Spent $1500 on bottle service and have a lump on my head from hitting the nightstand while puking. Excess? Nooo Success.
She is totally STD
Is it a bad omen that my phone auto corrects dtf to STD
I cant believe that bitch gave me herpes. she said those bumps were just a part of the natural landscape
wait, did she really refer to her vagina as a landscape?
why are you more concerned about her word choice than the fact that I HAVE FUCKING HERPES
Reason #437 to hate Louisiana: Just went to the public bathroom at work. It was so humid the toilet seat was damp and sticky. Either it's the humidity or I sat in somebody's yesterday piss. I choose to believe the humidity.
like semen in my mouth is absolutely disgusting but i'd still like to experience it
hes so high that he's convinced hes a duck. hes squating in the bathtub quacking. that was NOT JUST pot.
i wish the dell website had a "did you drink an entire bottle of rum and stepped on your laptop which shattered the screen this weekend and would like to know how to fix it without your parents finding out FAST?" link on their homepage.. i can't be the only one
I was greeting people at my door feeding them jello shots out of an ice cube tray with a spoon.

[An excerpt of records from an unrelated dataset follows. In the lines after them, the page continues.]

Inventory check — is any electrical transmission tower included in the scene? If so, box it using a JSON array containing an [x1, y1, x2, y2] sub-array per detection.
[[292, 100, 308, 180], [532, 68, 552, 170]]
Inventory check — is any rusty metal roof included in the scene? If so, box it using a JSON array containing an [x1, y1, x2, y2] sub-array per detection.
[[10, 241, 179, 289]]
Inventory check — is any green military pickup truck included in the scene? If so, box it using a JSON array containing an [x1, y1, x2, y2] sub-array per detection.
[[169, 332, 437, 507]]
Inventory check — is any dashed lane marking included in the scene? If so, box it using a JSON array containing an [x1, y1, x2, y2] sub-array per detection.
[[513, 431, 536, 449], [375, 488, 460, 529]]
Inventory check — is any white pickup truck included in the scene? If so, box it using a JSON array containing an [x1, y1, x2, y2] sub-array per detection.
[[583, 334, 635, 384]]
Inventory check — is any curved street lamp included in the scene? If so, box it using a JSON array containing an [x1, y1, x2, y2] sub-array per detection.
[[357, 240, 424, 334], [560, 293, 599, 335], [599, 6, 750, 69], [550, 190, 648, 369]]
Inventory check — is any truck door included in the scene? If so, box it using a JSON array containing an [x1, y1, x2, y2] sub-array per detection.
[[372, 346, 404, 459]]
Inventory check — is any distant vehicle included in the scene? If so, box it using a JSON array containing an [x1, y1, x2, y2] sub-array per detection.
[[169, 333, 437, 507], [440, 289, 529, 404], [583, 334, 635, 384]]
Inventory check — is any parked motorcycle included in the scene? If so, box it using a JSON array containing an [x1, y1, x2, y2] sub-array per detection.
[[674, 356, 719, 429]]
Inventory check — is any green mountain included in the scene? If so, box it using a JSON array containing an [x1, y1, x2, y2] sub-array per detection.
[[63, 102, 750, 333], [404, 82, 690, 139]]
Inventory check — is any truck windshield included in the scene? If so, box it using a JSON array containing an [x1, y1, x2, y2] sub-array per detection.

We call it lazy sex. We just lay next to each other and help each other masturbate. that way we can both be on bottom.
Alright, my brain isn't sure how to properly function on a Wednesday with no hangover and more than 3 hours of sleep.
I think ill wear my dads dashiki but make it sluttier. We shall see
She's currently upstairs fucking her boyfriend while I am downstairs making them a sex playlist watching her boyfriend's Weiner dog and large Boxer try and mount each other. Marvin Gaye is playing. This is the ultimate third wheel fail.
I feel like I could have been bitchier and missed an opportunity.
Its nights like last night that make me want to high five my liver.
This whole brainwashing thing is easy!